Carta de su padre (8)
Lo que acabo de decir puede sorprender. Esa última parte,
quiero decir. Pero desde que morí en 1931, sé que el mundo ha cambiado mucho.
La gente, incluso padres e hijos, habla de cosas de las que no se debería
hablar. La gente no se avergüenza de leer cualquier cosa, incluso diarios
privados, incluso cartas. No hay vergüenza en ninguna parte. En eso también te
adelantaste a tu época, Franz. No te daba vergüenza escribir en tu diario, que
tu amigo Brod publicaría -tú tenías que haber sabido que lo publicaría todo,
que se ganaría la vida a nuestra costa- cosas que han llevado a uno de los
famosos expertos en Kafka a estudiar los ruidos en nuestro piso de
Praga. Sobre mí escribió: «No hubiera estado en consonancia con el carácter de
Hermann Kafka el reprimir los ruidos que le apetecía hacer durante el
acoplamiento; no hubiera estado en consonancia con Kafka, que era ultrasensible
al ruido y haber crecido con esos ruidos a su alrededor, el mencionar el
sufrimiento que le causaban.»
Dejaste escrito para que todos lo leyeran que ver el
pijama de tu padre y el camisón de tu madre sobre la cama te asqueaba.
Permíteme hablar también libremente, como todo el mundo. En esa cama fuiste hecho.
Eso me asquea a mí: tu asco de un lugar que te debería resultar sagrado, un
lugar por el que deberías tener el mayor respeto. Sin embargo, tú eres el que
se lamentó de mi vulgaridad cuando te sugerí que debías procurarte una mujer
-comprada, alquilada en vez de tratar de probarte a ti mismo que eras un
hombre al fin a los treinta y seis años, casándote con una buscona judía de
Praga que agitaba sus tetas bajo su delgada blusa. Sí, me refiero a esa Julie
Wohryzek, la hija del zapatero, tu segunda novia.
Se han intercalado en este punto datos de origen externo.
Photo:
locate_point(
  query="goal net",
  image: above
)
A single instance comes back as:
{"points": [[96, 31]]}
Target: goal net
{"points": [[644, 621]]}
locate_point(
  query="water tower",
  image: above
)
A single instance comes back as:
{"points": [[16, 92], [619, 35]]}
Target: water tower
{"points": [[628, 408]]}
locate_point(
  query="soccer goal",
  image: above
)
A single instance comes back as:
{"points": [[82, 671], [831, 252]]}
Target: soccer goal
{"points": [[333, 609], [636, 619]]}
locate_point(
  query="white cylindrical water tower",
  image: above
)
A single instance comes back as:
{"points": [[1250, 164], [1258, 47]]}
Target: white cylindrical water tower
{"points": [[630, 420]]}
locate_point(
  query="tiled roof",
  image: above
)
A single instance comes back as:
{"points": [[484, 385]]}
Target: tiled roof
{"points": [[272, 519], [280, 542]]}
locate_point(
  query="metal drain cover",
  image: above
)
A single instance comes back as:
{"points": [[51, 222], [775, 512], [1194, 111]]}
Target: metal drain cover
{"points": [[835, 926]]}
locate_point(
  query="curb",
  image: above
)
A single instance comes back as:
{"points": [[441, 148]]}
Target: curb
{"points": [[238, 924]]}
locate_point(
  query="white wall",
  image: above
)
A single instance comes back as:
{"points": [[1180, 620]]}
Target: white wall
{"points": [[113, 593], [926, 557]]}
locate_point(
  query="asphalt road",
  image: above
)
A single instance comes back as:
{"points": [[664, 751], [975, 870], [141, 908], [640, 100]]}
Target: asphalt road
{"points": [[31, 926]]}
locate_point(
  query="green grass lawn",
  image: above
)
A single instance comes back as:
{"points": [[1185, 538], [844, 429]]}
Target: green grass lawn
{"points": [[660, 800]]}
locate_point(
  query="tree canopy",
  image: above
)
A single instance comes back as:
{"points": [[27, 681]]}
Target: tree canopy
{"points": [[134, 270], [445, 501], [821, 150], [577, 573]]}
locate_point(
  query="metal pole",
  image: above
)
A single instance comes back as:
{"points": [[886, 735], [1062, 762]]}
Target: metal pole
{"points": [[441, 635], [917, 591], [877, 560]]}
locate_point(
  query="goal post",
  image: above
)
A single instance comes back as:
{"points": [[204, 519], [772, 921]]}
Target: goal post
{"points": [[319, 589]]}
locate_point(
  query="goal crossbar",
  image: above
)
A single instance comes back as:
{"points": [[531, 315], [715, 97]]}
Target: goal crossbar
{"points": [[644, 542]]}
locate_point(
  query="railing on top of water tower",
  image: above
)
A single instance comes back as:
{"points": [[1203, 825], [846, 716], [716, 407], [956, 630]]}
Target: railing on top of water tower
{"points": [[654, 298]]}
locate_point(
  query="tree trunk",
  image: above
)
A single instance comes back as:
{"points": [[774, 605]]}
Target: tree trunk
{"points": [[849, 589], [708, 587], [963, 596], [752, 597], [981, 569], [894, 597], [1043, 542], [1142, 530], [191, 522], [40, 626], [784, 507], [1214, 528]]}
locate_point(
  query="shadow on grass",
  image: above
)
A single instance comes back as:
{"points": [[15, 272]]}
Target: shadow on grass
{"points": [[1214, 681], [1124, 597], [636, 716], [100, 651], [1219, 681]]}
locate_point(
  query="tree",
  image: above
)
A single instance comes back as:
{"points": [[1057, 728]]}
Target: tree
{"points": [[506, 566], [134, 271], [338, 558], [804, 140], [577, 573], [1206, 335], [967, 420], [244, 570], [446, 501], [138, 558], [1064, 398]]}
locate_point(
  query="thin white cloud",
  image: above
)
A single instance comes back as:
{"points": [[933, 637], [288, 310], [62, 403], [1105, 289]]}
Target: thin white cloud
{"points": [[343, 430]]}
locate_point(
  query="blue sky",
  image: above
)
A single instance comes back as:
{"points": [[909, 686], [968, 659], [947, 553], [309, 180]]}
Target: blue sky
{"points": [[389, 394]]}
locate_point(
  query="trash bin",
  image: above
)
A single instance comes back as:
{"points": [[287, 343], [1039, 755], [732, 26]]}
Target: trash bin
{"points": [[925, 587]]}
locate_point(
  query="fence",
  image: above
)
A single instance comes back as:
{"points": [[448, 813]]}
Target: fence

Incluso tuviste la insolencia
de lanzarme la observación a la cara, en esa carta que no enviaste pero que, de
todos modos, he leído, lo he leído todo ahora, aunque dijiste que puse «En la Colonia Penitenciaria »
en la mesilla de noche y no volví a mencionar el libro.
Tengo que hablar de otro asunto del que no tratamos,
padre e hijo, cuando ambos estábamos vivos -de acuerdo, fue culpa mía, quizá
tengas razón, como ya he dicho eran otros tiempos... Mujeres. Tengo que sacar
el tema porque -pobre hijo mío- el matrimonio era «el mayor temor» de tu vida.
Eso has escrito. Hablas de tus intentos de explicar por qué no podías casarte
-de ellos depende «el éxito» de la carta entera que no enviaste. Según tú,
casarse, fundar una familia, era «lo máximo que un ser humano podía hacen>.
Sin embargo, no podías casarte. ¿Cómo debe entender eso un ser humano
corriente? Escribiste más de un cuarto de millón de palabras a Felice Bauer,
pero no podías ser su marido. Hiciste que tus padres pasaran por la comedia de
ir hasta Berlín para una fiesta de compromiso (a propósito, hay una fotografía
que hiciste sacar, la feliz pareja, en los libros que se escriben sobre ti). El
compromiso se rompió, luego se rehizo, luego se rompió otra vez. ¿Te extraña?
Cualquiera que entre en una librería o en una biblioteca puede leer lo que
escribiste a tu novia cuando tu hermana Elli dio a luz a nuestra primera nieta.
Sólo sentiste desagrado, repudio de tu cuñado porque «yo nunca tendré un hijo».
No, no con la chica Bauer, no dentro de un matrimonio decente, como el hijo de
cualquier otra persona, pero he averiguado que tuviste un hijo, eso dice Brod,
con una mujer, Grete Bloch, a la que se tenía por la mejor amiga de la chica
Bauer, que incluso actuó de casamentera entre vosotros. ¿Qué dices a eso?
Quizás no lo sabías. No lo sé. (Así es como eras de irresponsable.) Dicen que
ella se fue. Quizá nunca te lo dijo.